The impact of climate change on water availability and quality has affected agricultural irrigation. The use of treated wastewater can alleviate water in agriculture. Nevertheless, it is imperative to ensure proper treatment of wastewater before reuse, in compliance with current regulations of this practice. In decentralized agricultural scenarios, the lack of adequate treatment facilities poses a challenge in providing treated wastewater for irrigation. Hence, there is a critical need to develop and implement innovative, feasible, and sustainable treatment solutions to secure the use of this alternative water source. This study proposes the integration of intensive treatment solutions and natural treatment systems, specifically, the combination of up-flow anaerobic sludge blanket reactor (UASB), anaerobic membrane bioreactor (AnMBR), constructed wetlands (CWs), and ultraviolet (UV) disinfection. For this purpose, a novel demo-scale plant was designed, constructed and implemented to test wastewater treatment and evaluate the capability of the proposed system to provide an effluent with a quality in compliance with the current European wastewater reuse regulatory framework. In addition, carbon-sequestration and energy analyses were conducted to assess the sustainability of the proposed treatment approach. This research confirmed that UASB rector can be employed for biogas production (2.5 L h) and energy recovery from organic matter degradation, but its effluent requires further treatment steps to be reused in agricultural irrigation. The AnMBR effluent complied with class A standards for , boasting a concentration of 0 CFU 100 mL, and nearly negligible TSS levels.
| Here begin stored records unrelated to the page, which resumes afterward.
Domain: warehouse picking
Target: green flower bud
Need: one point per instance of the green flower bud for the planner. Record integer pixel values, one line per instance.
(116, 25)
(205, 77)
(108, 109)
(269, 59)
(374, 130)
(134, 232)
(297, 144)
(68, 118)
However, further reduction of BOD (35 mg L) is required to reach water quality class A. CWs efficiently produced effluent with BOD below 10 mg L and TSS close to 0 mg L, making it suitable for water reuse and meeting class A standards. Furthermore, CWs demonstrated significantly higher energy efficiency compared to intensive treatment systems. Nonetheless, the inclusion of a UV disinfection unit after CWs was required to attain water class B standards.

中文翻译：

---

示范规模的上流式厌氧污泥床反应器与混合人工湿地相结合，在分散的场景中实现节能、碳高效的农业废水再利用


气候变化对水资源供应和质量的影响也影响了农业灌溉。使用经过处理的废水可以减少农业用水。然而，必须确保废水在再利用之前得到适当的处理，符合现行的做法规定。在分散的农业情景中，缺乏足够的处理设施对提供经过处理的废水用于灌溉造成了挑战。因此，迫切需要开发和实施创新、可行和可持续的处理解决方案，以确保这种替代水源的使用。本研究提出了强化处理解决方案和自然处理系统的整合，具体来说，就是将上流式厌氧污泥床反应器（UASB）、厌氧膜生物反应器（AnMBR）、人工湿地（CW）和紫外线（UV）消毒相结合。为此，设计、建造和实施了一个新颖的示范规模工厂，以测试废水处理并评估拟议系统提供符合当前欧洲废水再利用监管框架质量的废水的能力。此外，还进行了碳封存和能源分析，以评估拟议处理方法的可持续性。这项研究证实，UASB 反应器可用于沼气生产（2.5 L h）和从有机物降解中回收能量，但其废水需要进一步处理步骤才能在农业灌溉中重复使用。 AnMBR 出水符合 A 级标准，浓度为 0 CFU 100 mL，TSS 水平几乎可以忽略不计。然而，需要进一步降低 BOD（35 mg L）才能达到 A 类水质。 污水处理厂高效生产出水，BOD 低于 10 mg/L，TSS 接近 0 mg/L，适合中水回用并达到 A 级标准。此外，与强化处理系统相比，CW 的能源效率显着提高。尽管如此，为了达到 B 级水标准，仍需要在污水处理厂后安装紫外线消毒装置。